L'action Airbus enchaîne 7 séances de baisse et tombe en zone de survente
Airbus accuse un net recul ce lundi à la mi-journée, perdant 2,52 % à 171,08 euros dans un contexte de repli généralisé des marchés européens. Le titre de l'avionneur enchaîne sa septième séance consécutive de baisse, portant son recul hebdomadaire à plus de 7 %. Le CAC 40 cède lui-même près de 2 % en séance, tandis que le Nikkei a clôturé en chute de 5,2 % à Tokyo.

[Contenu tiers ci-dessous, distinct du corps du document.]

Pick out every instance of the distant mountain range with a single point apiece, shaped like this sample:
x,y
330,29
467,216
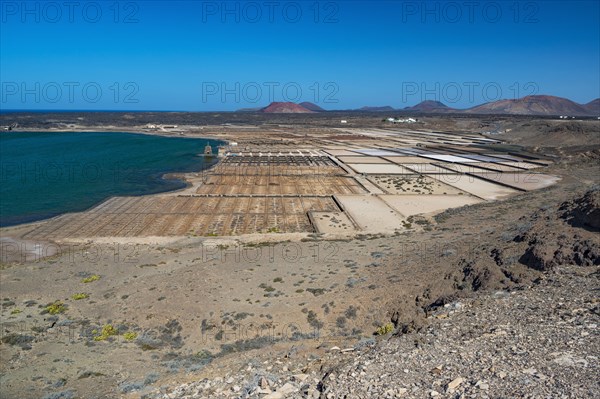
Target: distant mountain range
x,y
531,105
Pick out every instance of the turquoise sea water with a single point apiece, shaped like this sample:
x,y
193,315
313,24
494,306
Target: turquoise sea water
x,y
47,174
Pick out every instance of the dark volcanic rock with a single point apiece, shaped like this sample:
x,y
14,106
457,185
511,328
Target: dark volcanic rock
x,y
584,211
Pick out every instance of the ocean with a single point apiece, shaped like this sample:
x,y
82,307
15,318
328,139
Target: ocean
x,y
50,173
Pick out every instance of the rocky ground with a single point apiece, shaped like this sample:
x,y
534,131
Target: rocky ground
x,y
492,300
536,340
540,341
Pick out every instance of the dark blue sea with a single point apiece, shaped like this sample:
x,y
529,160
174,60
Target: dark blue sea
x,y
47,174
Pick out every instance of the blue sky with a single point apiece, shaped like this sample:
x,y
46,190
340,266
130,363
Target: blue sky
x,y
215,55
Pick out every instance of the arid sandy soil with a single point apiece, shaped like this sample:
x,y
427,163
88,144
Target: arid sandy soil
x,y
261,314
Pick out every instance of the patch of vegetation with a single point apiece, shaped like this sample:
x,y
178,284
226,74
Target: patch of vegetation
x,y
313,320
91,279
130,336
385,329
316,291
56,308
107,331
22,341
351,312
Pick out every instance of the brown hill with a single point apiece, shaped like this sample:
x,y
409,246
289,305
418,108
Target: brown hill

Signaux techniques dégradés : le RSI plonge en zone de survente
Le titre Airbus évolue désormais nettement en dessous de ses principales moyennes mobiles. Le cours, à 171,08 euros, se situe sous la MM200 (190,44 euros) et la MM50 (197,05 euros), ce qui traduit une tendance baissière installée depuis plusieurs semaines. Le repli cumulé sur trois mois atteint 13,63 %.
Élément notable : le RSI (indice de force relative) est descendu à 27, soit largement sous le seuil de 30, habituellement considéré comme la frontière de la zone de survente. Ce niveau indique que la pression vendeuse s'est fortement accentuée et que le titre a subi un mouvement rapide et prononcé à la baisse. Airbus a par ailleurs enfoncé son support technique situé à 175,12 euros, ce qui accentue la fragilité du parcours à court terme. La prochaine résistance identifiée se situe à 206,80 euros, soit un écart de plus de 20 % par rapport au cours actuel.
Un repli dans un environnement de marché sous tension
La chute d'Airbus s'inscrit dans une séance de correction marquée sur l'ensemble des places financières. Le DAX recule de 1,59 % en séance, tandis que le FTSE 100 abandonne 1,42 %. En Asie, la journée a été particulièrement difficile : le Nikkei 225 a terminé en baisse de 5,20 % à la clôture. L'indice VIX, baromètre de la volatilité, affichait déjà une hausse de 12,29 % lors de sa dernière mise à jour du 5 mars, à 23,75 points, signalant une nervosité croissante sur les marchés.
Pour le groupe aéronautique, les prochaines échéances pourraient fournir des éléments de visibilité. L'assemblée générale est programmée le 14 avril, suivie de la publication des résultats du premier trimestre 2026 le 28 avril. Ces rendez-vous seront l'occasion pour la direction de détailler la trajectoire de production et les perspectives commerciales du constructeur européen, dans un environnement où la valorisation a effacé la quasi-totalité de sa progression annuelle, la performance sur un an ne s'élevant plus qu'à 1,64 %.